You knew fully well that he had a long term girlfriend when you added him on Facebook. The first thing you saw was a profile picture, which included me. Then, you had to have seen the relationship status, and attached to it was our anniversary. We were coming up on three years. You went through his photos, and carefully liked all of the ones I wasn’t in. Any statuses he posted, you liked, as long as I wasn’t involved. You saw the ones I was tagged in, though. You saw the photos he shared with my name attached to them. You saw me, every single day you went to talk to him. Still, you pursued him.
I saw you, too. For a few seconds at first I was insecure. I mentioned you, once. He quickly reassured me that you were nothing to him. He looked me in the eyes, and told me he would never do that to me. Maybe at that point you weren’t talking, or maybe you were. I don’t know, nor do I care to know. I decided to trust him, though. As time went on, he began to change. His phone was hidden away most of the time. He was spending more time with his “friends.” He was becoming more and more suspicious, but I wanted to believe he wouldn’t do that to me, or to us.
It’s safe to say I was in denial. I refused to believe the person I had been with for three years, the person who I loved, and the person I gave my heart to, would ever crush me like that, or betray me in such a way. I was convinced the rumors that flew around were simply rumors, and the voice in my head was lying. Truth was, I was lying to myself.
Until the day I couldn’t lie to myself anymore. I had just started my second semester of my freshman year in college when I received the cold, hard information that I could not deny. The images of you and him are burned into my brain forever. I sat motionless, staring at the photos behind the screen of my phone. I wanted to scream, or cry, or even be angry, but I was empty.
Neither of you knew I had friends at that party. When she sent me those photos of you kissing him in your barely-there shorts, and v-neck crop top, I hated you. I hated him. I texted him that night, but you already knew that. He told me he was about to go to bed. Did you tell him to say that, or was it his idea? Which one of you came up with that lie? More photos came in throughout the night, some more graphic than I could have imagined. You probably blamed slipping your top off on those three mixed drinks you had, right? You claimed you were a light weight, and that’s why you were groping my boyfriend, right?

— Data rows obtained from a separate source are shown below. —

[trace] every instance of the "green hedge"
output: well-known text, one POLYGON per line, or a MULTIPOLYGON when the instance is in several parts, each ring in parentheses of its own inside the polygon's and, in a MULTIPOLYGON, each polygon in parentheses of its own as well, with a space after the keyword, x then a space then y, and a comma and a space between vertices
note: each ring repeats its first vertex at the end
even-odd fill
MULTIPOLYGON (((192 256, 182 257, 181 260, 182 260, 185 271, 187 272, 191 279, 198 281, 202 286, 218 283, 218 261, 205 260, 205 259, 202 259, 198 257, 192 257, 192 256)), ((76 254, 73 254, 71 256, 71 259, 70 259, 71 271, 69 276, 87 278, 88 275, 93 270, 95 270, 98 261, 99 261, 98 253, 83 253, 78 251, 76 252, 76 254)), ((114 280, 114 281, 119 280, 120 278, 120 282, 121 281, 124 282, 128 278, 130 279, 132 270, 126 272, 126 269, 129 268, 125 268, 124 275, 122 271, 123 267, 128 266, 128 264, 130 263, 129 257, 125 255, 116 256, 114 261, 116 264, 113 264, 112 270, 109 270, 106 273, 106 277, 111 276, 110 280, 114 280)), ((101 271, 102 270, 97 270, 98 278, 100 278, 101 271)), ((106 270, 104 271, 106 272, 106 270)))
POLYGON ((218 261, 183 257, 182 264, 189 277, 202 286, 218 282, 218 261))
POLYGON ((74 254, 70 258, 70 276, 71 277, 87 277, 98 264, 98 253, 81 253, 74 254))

I shut off my phone at 2:18 AM, and fought the urge to throw it. I was starting to thaw out; emotions started to roll in. At first it was anger. Anger at you, at him, but mostly at myself. I should have known better; I did know better. I began to hate myself. I wondered what I did wrong, and why I wasn’t enough. After a few hours, I was convinced it was my fault. I went off to college, of course he would become lonely. I knew you were showing interest in him, I should have done more to make him happy while I was away. If I did, he wouldn’t have found comfort in you.
That was one of the longest nights of my life.
I called him later that week. February 12th, to be exact. Two days before Valentine’s Day. I told him we were over, and it broke my heart. I had to lie to him about why we were over, because I didn’t want him to be upset. Ridiculous, right? At the time, though, it made since. He didn’t know about the photos on my phone, or my knowledge of what you two did. It took about a week for me to tell him the truth.
I spent weeks crying and second guessing my decision. I spent more hours believing I wasn’t enough; I wasn’t pretty enough, or caring enough. Maybe I pushed him into your arms. Then one day, I determined it wasn’t my fault at all. I gave him more than enough. I gave him my heart, and he decided to use it. The two of you decided to cheat. The two of you decided to lie. The two of you didn’t even respect me enough to keep your little affair private. And for that, I thank you.
Because of you, I was able to see his truest colors. If you hadn’t done what you did, I would have spent more time being lied to and hurt by the person who claimed to love me. Due to your actions, I was able to move on and become a better person and live a happier life, though it was not without struggle. Thank you for having no respect for my relationship, or yourself. You showed me that my relationship was toxic, and the two of you together made my decision to leave for me.
At this point, I can say I forgive you. Both of you. And I am thankful for what you did. Understand one thing, though: it will never be excused. What you did was disgraceful and disgusting. You were the other woman, and you’re the one who has to be haunted by that.